The wheels were also measured for torsional rigidity in the same fixture, by a wire anchored in the valve hole and wrapped around the rim so that a 35 lb force could be applied tangential to the rim. Dial gauges located at two places 90 degrees apart in the quadrant away from the applied load were used to measure relative rotation between the wheel and hub.
Upon repeating the measurements after tying and soldering the spokes, no perceptible change, other than random measurement noise of a few thousandths of an inch, was detected. The spokes were tied and soldered by Wheelsmith who did this as a regular service. The data was collected by an engineer who did not know what I expected to find. I set up the experiment and delivered the wheels.
In another thread, Jobst says this:
That tying and soldering has no effect was no idle guess. Having inspected many wheels, it had become apparent that spokes at their crossings, repeatedly make and break welds by fretting micro motions, eroding the metal so that the crossing spokes nest into each other in a practically motionless junction.

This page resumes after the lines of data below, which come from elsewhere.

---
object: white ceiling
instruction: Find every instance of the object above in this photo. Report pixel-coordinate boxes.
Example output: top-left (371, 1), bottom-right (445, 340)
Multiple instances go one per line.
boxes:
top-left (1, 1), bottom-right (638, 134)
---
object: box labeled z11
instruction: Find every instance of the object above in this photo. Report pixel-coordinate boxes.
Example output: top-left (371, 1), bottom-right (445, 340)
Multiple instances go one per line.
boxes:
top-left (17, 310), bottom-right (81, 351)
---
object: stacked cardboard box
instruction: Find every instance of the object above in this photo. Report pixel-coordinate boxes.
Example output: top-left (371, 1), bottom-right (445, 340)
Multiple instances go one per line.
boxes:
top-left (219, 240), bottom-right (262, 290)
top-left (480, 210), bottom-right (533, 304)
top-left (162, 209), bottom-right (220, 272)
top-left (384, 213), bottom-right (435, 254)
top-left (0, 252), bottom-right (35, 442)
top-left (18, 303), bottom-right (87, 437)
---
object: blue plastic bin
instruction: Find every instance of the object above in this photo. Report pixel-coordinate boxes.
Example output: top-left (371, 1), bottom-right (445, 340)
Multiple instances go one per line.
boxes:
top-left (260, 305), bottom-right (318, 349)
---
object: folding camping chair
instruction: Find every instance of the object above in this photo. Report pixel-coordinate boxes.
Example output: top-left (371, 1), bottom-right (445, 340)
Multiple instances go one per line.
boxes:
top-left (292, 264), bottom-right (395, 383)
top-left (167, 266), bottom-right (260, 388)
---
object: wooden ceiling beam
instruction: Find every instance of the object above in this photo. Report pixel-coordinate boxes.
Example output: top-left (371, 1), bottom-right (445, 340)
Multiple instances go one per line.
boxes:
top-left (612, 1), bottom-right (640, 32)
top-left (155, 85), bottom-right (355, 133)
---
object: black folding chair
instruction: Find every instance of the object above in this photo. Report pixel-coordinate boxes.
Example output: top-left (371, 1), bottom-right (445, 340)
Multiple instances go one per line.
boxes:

This can be detected by movingspokes at their crossings after substantial use. That being the case, it was apparent that tying and soldering could not affect wheel stiffness because there is no motion to be restrained at this point.
Later, I came across an article from the days of high wheelers, that explained an important feature of Starley's invention of the cross laced wheel. The crossed spokes could be tied with twine to prevent headers (end-overs) when one of the huge spokes broke. Because all racers subsequently had tied spokes, they kept tying them even after high wheelers were replaced by today's chain driven bicycles.